Постыдно розовощекий Томас тогда еще презрительно относился к родословной, так что его, казалось, было невозможно задеть своим положением, и все считались с этим.

– Серьезно.

– Откуда мне знать, Море? Можешь сам спросить у них, почему ты их не знаешь.

– Ладно… Так ты снимаешь этот салон?

– Нет, я тут как бы живу.

Не успел он договорить последние слова, как входная дверь в очередной раз распахнулась, на пороге очередной знакомый Томаса, которого Томас, мимоходом признаваясь, знать не знал, впервые в жизни видит, но знакомое «Кажется, мы где-то пересекались, сколько лет, сколько зим…» носилось по всему салону с каждым хлопком дверью. «По голове», – приписывала тогда все еще моя Эль.

Все бы хорошо, если бы новые лица не заносили с улицы сырость, которая цеплялась за одежду и волосы, промозглые слова, приписываемые этикету, и большие надежды. Там, за окном, я знал, в череде базарных лавок и сигаретных ларьков мерзли тысячи голодных псов в черных классических кепках. «В их репертуаре голый завтрак, каша в голове, которой они давятся каждый день», – глядя в окно, тащилась Эль.

Томас рассказывал: психушный этикет обязывал передавать другому недокуренную сигарету, даже если от сигареты оставался только фильтр: так, по крайней мере, негласно устанавливалось между жертвами круглосуточного стационара, если те собирались продержаться хотя бы неделю в компании друг друга. Единственная сигарета на все городское отделение шла по шершавым губам, беззубым ртам, сквозь прожженные легкие, чтобы снова в мозолистые руки – руки коридорных, дожидавшихся своей очереди за прилавками, барными регистрационными стойками. Очереди за печатью и объедками, но не за хлебом.

– Меня не беспокоят больные люди – меня беспокоят здоровые, – признавался Томас, когда мы вышли, и я впервые попробовал табак. – Куришь, кстати?

– Начал недавно…

– Недавно?.. Мориц, сколько я знаю тебя уже?

– Год или два? Может, меньше.

– Ты ведь уезжать собирался? – безразлично, точно выдыхал вместе с дымом.

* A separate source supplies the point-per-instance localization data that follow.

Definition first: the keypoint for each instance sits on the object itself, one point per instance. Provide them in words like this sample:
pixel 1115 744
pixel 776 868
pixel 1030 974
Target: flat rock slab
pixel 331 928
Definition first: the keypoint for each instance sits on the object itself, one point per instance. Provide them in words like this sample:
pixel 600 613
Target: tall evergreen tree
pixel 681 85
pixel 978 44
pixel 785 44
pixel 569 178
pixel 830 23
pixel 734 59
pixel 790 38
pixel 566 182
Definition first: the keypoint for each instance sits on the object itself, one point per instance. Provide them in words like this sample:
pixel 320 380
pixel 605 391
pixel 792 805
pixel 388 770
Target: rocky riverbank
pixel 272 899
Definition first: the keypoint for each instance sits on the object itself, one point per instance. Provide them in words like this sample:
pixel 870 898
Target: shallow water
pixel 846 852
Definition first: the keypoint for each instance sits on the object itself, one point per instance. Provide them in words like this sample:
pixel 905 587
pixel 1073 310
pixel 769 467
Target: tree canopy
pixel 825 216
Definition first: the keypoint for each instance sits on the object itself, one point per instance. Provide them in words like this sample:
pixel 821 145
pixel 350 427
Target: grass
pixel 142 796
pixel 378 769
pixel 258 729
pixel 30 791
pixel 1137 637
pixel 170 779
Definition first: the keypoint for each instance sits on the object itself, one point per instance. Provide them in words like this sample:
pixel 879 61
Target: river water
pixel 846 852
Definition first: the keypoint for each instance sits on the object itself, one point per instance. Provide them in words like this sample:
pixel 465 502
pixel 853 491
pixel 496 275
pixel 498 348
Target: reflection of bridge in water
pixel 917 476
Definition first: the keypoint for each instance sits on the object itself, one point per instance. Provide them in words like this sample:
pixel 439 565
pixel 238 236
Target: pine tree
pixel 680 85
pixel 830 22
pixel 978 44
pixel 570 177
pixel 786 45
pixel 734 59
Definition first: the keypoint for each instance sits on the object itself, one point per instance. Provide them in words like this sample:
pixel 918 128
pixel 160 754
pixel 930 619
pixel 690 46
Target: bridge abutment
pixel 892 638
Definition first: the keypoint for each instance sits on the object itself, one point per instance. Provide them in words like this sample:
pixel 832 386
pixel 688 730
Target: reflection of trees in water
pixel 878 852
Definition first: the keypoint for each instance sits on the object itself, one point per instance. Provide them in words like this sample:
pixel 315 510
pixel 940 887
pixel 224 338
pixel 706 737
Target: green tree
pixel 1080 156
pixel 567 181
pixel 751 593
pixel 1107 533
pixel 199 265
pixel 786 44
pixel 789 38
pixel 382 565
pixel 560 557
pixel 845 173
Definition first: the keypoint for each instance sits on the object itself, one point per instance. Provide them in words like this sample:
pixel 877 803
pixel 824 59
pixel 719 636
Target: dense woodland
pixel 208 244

Меня еще тогда удивляло то, как Томас поглощал одну сигарету за другой, точно не мог наконец надышаться. Я молча глядел на него, не находя никаких слов, хотя, казалось бы, мне было что сказать, и я искренне готов был верить… Но ничего. Передо мной был все тот же Томас, со все тем же осунувшимся острым лицом с горящими глазами в никуда и здоровенной челюстью, которой он перемалывал спички, сигареты, в особенности людей, если те по своей неосторожности попадались у него пути. Три года… «Что значат три года для больной головы?» – спрашивал я себя на подоконнике, но безуспешно.

– На днях видел Остацкого…

– М-м-м… – пыхтел он.

– Такой бред.

– Тот, который Лавруша? Вернее, простите, господин Арвиль?

– Ну.

– У, – перековеркал Томас, – так что там с Остацкими?

– В Бюро собирается, даже усы как у Шпруца отрастил, представляешь?

Через минуту-часы салон набился под завязку, так что в фойе нельзя было и шагу ступить. И все – незнакомые лица. Среди них мелькала даже Мари, и когда речь про нее зашла, я, как обычно тогда, этого не понял. Собравшиеся расположились полукругом в салоне: кто в тени, развалившись на диване, листал какую-то брошюру, попутно уминая остатки пиццы, кто вальяжно сидел в кресле, закинув ногу на ногу, якобы внимательно слушал говоривших, переводя взгляд с одного на другого, кто размеренно пускал дым в форточку, не обращая внимания ни на вошедших, ни на то, что вообще творилось в салоне, а только пристально глядел в мутное окно, будто пытался кого-то выследить в нем. Единственная лампочка, тоскливо висевшая прямо из штукатурки и едва ли освещавшая и треть помещения, придавала салону тот притягательный шарм, о котором было столько разговоров от Эль, когда она только обмолвилась о каком-то салоне, который я обязательно должен был посетить, людей, к своему сожалению, которых я должен был обязательно встретить, речи, которые я на свою беду обязательно должен был выслушать. Несмотря на прокуренный дух в помещении, обстановка приобретала серьезный, если не сказать религиозный характер, особенно когда Томас, разгорячившись, стал подзывать к себе всех. Собравшиеся затаили дыхание в ожидании, что скажет живой мессия.

 

– Мне снился сон. Я видел невинных голых ангелов, работающих в Бюро. Белые как задница крылья, сияющие улыбки на личиках, будто только меня в Бюро и дожидались. Можете представить такое? Они приносят стопки денег из того заветного ящичка, на котором все время сидит Ахматов, когда думает, что его никто не видит. Да, черт возьми! Представляете? Одного ангела зовут Мари, а другого… Берта, – и косится на них, и прыщет смехом.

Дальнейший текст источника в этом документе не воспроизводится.